Giving himself up to the unfamiliar mix of agony and ecstasy, Nicholas notices an attendant moving amongst the plinths. The man is dispensing oil from a clay jar to the masseurs. He moves with a strange lopsided gait.
‘See? That’s what can happen if you don’t have a rich family and a Fra Cyprien to call upon,’ says de Lisle, once again catching the focus of his guest’s gaze.
‘An accident?’
‘Castration,’ de Lisle says brutally. ‘Marcu is from Sicily. The poor fellow came here in payment of the devshirme. He was then unwise enough to attempt an escape.’
Nicholas gives de Lisle a blank look. ‘The devshirme – what is that?’
‘The blood-tax. Every year young men from the Christian coastal villages around the Mediterranean are given up by their families to the Moors. In return, the corsairs spare those same villages from destruction. The boys have a simple choice: renounce their Christian faith, become a Mohammedan and serve the Moors as warriors – or die.’ A sad shake of the head. ‘Being poor, they have no need of a negotiator like Fra Cyprien. They have nothing with which to pay a ransom.’
‘It’s not much of a choice, this blood-tax,’ Nicholas says, suppressing a groan as the masseur harrows the flesh between his shoulders.
‘On the contra
ry. It can be a good life, better than the one they left behind. They are enlisted as janissaries – the sultan’s elite warriors. They are fed well. They have status. They can take their own slaves in conquest. All they have to do is forget that their immortal souls have been damned by apostasy.’
Nicholas glances again at the hobbling, butchered Marcu. ‘If someone was threatening to do that to me – or worse – then I might consider turning my back on the Almighty,’ he says. ‘Few of us have no limit to the courage in our hearts.’
De Lisle turns his head and smiles. ‘Never fear, Dr Shelby. No one will ask us to pay the blood-tax. You and I, we are useful to powerful men. Best we keep it that way, eh?’
Nicholas’s education continues the following morning. It continues in much the same vein for almost a week. By day, he spends his time in the Bimaristan al-Mansur, with Arnoult de Lisle and Surgeon Wadoud as his guides. He tours the wards, which Surgeon Wadoud calls iwans, and speaks through the Frenchman to the patients. He visits the iwan where maladies of the eye are treated, and the ward reserved for women, though he is not permitted further than the delicately arched entrance. He sees where those who are sick of mind are cared for, and it is as unlike London’s Bedlam – where the mad dwell in a misery that is by no means confined to the spirit – as he can possibly imagine. When he lingers in the spacious gardens, watching the recuperating patients sitting in the shade of the orange trees while they recite passages from holy texts in gratitude for the wisdom that Allāh has revealed to his physicians, he cannot help wondering what old Baronsdale and the fellows of the College in London would make of it all.

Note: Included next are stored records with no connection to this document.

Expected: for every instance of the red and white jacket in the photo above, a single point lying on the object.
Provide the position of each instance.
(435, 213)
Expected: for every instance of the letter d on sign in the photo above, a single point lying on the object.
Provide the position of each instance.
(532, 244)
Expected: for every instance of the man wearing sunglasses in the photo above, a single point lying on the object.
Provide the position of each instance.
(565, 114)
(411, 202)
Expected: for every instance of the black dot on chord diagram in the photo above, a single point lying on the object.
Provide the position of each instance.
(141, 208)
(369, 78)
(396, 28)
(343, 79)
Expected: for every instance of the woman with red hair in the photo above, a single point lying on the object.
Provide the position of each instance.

Sometimes he catches Surgeon Wadoud glancing at him with cool interest, as though she cannot quite fathom the foreigner who has appeared in her domain. She seems disinclined to ask him about physic in his world. But then what would he tell her – that far from benefiting from a system like al-waqf, English hospitals have scarcely prospered since the queen’s late father threw down the monasteries and forced the sick to search for relief elsewhere? What could he offer her that would match the fabled Bimaristans of Damascus, Cairo and Baghdad, which she tells him have existed for almost a millennium?